Firstly, Mr. Barone is wrong on why college costs are rising so exponentially. The value of “government subsidies” has in fact gone down as college tuition has risen. The federal Pell Grant gives low-income students money to attend college. When it was first introduced in 1979, it covered three-fourths the cost of the typical four-year university. Today it covers only about one-third the cost of a typical four-year university. For private universities, it amounts to barely more than one-tenth the cost.

But that’s almost beside the point. What this article really brought to mind is my fundamental problem with conservatism and the Republican Party. Mr. Barone’s article lacks a single note of empathy for the poor. Indeed, in today’s political climate, conservatives have actually made the phrase “helping the poor” sound like a bad thing.

And this pattern is not just related to the poor. It always seems that conservatives and Republicans are against actions helping those society has left behind – whether it be minorities, immigrants, the poor, women, or whomever. Fundamentally, and to speak impolitely but honestly, they just don’t give a damn about anybody unlike themselves.


5 comments

  1. DeniseVelez

    where they don’t teach empathy for the poor(though they have Daniel Ellsberg listed as a graduate – so it is possible for a decent human being to go through their elite program and come out with a conscience).

    Those who count themselves among the top tier of conservative elites pride themselves on being there. They are blind to having lived a life of privilege.

    I would guess that they feel a bit threatened – all the riff raff getting college degrees…oh my!

  2. I invite you to view this talk by Jonathan Haidt on the Ted Talks site.

    http://www.ted.com/talks/jonat

    He has analyzed this question of moral values in depth. I found his work to be excellent and revealing. Although, it does have some explanation, it doesn’t excuse the apparent lack of compassion for one’s fellow human beings.

    I wish I could stay longer and talk more. I have to leave for work. Have a great day. Thanks for the thought provoking diary.

  3. government subsidies for college. For a four-year “public” school (supported substantially by public/tax money), costs have risen ABOVE the inflation rate like this:

    1979-80 to 1989-90 1.8%

    1989-90 to 1999-2000 2.5%

    1999-2000 to 2009-10 3.8%

    The increasing rate of rise is specifically because of the DECREASE in taxpayer support over those years.

    This article from a year ago, from the Chronicle of Higher Education, poses the question this way:

    Is the assessment that federal programs “subsidize” higher tuition correct?

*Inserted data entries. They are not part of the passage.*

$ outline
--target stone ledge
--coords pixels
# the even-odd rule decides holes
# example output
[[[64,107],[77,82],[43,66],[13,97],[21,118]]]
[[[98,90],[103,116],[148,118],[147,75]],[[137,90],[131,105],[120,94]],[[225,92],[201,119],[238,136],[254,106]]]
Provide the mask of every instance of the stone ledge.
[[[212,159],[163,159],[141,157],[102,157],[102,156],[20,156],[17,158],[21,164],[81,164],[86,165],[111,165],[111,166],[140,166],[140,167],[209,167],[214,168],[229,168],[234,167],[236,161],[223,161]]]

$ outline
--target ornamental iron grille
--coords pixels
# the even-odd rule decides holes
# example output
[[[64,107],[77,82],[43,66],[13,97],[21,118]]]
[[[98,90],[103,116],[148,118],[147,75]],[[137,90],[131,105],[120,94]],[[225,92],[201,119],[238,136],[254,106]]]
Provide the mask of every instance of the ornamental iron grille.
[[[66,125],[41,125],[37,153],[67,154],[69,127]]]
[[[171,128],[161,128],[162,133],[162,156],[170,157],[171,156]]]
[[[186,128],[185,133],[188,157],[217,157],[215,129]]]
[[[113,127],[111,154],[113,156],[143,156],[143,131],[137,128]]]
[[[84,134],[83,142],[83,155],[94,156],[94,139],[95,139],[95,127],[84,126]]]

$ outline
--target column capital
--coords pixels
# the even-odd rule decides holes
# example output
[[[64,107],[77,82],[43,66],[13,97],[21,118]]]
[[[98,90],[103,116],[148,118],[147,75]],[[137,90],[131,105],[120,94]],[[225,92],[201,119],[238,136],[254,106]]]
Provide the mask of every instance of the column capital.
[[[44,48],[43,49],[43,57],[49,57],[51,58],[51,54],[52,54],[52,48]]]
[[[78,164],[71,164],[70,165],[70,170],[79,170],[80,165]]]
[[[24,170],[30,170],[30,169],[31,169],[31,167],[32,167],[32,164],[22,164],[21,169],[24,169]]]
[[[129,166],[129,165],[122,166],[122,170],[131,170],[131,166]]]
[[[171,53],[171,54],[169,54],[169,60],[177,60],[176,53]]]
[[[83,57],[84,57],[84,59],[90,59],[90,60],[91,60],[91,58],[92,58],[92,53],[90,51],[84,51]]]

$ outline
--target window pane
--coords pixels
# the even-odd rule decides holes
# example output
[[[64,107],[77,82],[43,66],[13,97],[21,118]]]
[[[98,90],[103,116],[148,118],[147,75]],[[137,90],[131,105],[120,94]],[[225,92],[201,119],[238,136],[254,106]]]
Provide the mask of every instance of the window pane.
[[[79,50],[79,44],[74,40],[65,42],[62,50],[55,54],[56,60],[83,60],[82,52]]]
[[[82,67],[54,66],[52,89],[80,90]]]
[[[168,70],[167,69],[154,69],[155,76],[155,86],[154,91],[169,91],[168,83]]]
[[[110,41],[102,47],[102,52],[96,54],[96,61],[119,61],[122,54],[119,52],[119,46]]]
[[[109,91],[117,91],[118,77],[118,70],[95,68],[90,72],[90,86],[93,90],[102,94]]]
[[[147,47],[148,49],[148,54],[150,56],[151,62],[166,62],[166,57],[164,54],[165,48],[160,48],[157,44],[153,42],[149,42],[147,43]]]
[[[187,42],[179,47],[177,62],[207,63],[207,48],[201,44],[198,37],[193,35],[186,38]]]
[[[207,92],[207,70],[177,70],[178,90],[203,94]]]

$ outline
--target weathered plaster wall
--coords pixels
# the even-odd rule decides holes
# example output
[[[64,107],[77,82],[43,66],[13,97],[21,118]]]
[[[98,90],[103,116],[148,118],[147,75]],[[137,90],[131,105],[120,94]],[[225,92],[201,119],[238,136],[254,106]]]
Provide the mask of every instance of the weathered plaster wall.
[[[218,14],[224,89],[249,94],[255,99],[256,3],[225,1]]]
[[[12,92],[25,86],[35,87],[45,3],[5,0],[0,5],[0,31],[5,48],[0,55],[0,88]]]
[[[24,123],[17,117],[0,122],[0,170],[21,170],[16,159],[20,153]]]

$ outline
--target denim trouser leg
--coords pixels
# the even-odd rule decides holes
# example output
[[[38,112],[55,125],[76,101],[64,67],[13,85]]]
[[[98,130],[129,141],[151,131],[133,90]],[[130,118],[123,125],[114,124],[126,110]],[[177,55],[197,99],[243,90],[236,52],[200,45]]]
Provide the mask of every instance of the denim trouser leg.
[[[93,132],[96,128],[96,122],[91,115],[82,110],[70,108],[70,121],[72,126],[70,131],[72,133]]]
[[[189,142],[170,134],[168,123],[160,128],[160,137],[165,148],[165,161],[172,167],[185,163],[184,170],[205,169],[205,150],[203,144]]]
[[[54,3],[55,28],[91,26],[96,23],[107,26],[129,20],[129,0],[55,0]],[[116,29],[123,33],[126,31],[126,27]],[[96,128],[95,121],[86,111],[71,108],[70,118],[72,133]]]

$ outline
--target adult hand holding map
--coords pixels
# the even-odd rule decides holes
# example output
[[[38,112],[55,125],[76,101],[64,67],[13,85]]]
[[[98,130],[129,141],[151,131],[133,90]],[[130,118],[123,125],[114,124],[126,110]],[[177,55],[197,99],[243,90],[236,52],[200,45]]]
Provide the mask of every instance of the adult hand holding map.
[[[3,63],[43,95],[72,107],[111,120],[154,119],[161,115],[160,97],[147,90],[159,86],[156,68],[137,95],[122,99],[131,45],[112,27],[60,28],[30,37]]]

There are two rather different points of view used to account for rising tuition in public higher education. One is the “market power model,” presumably accepted by the president. It asserts that subsidies and grants to students increase demand, which gives colleges more ability to raise tuition. The second is the “spending constraint model,” which argues that rising tuition is the obvious consequence of declining state appropriations.

    They go on:

    The spending-constraint explanation, however, does match the facts. It predicts that tuition will increase as taxpayer support falls. Since public universities are constrained by their governing boards to break even, tuition revenue must rise in response to a reduction in taxpayer support to sustain base-level expenditures.

    This explanation is consistent with the fact that state support for higher education has declined and tuition has gone up for more than a decade. The higher-education systems in California and Pennsylvania provide prominent recent examples. In both states, public higher education was once heavily subsidized but is now much less so; this has led to unprecedented increases in tuition.

    Finally,

    Today, for public universities, tuition revenues cover, on average, about 50 percent of expenditures, up from about 40 percent a decade ago.

    Coincidentally, this was written by Gary Fethke, professor of management science and economics at the University of Iowa.  

  4. Diana in NoVa

    so to hell with the peasantry. Typical Rethug.

    Myself, I think government subsidies to oil companies and rich corporations can “go too far.”  Less of that, and college could be free, or very nearly.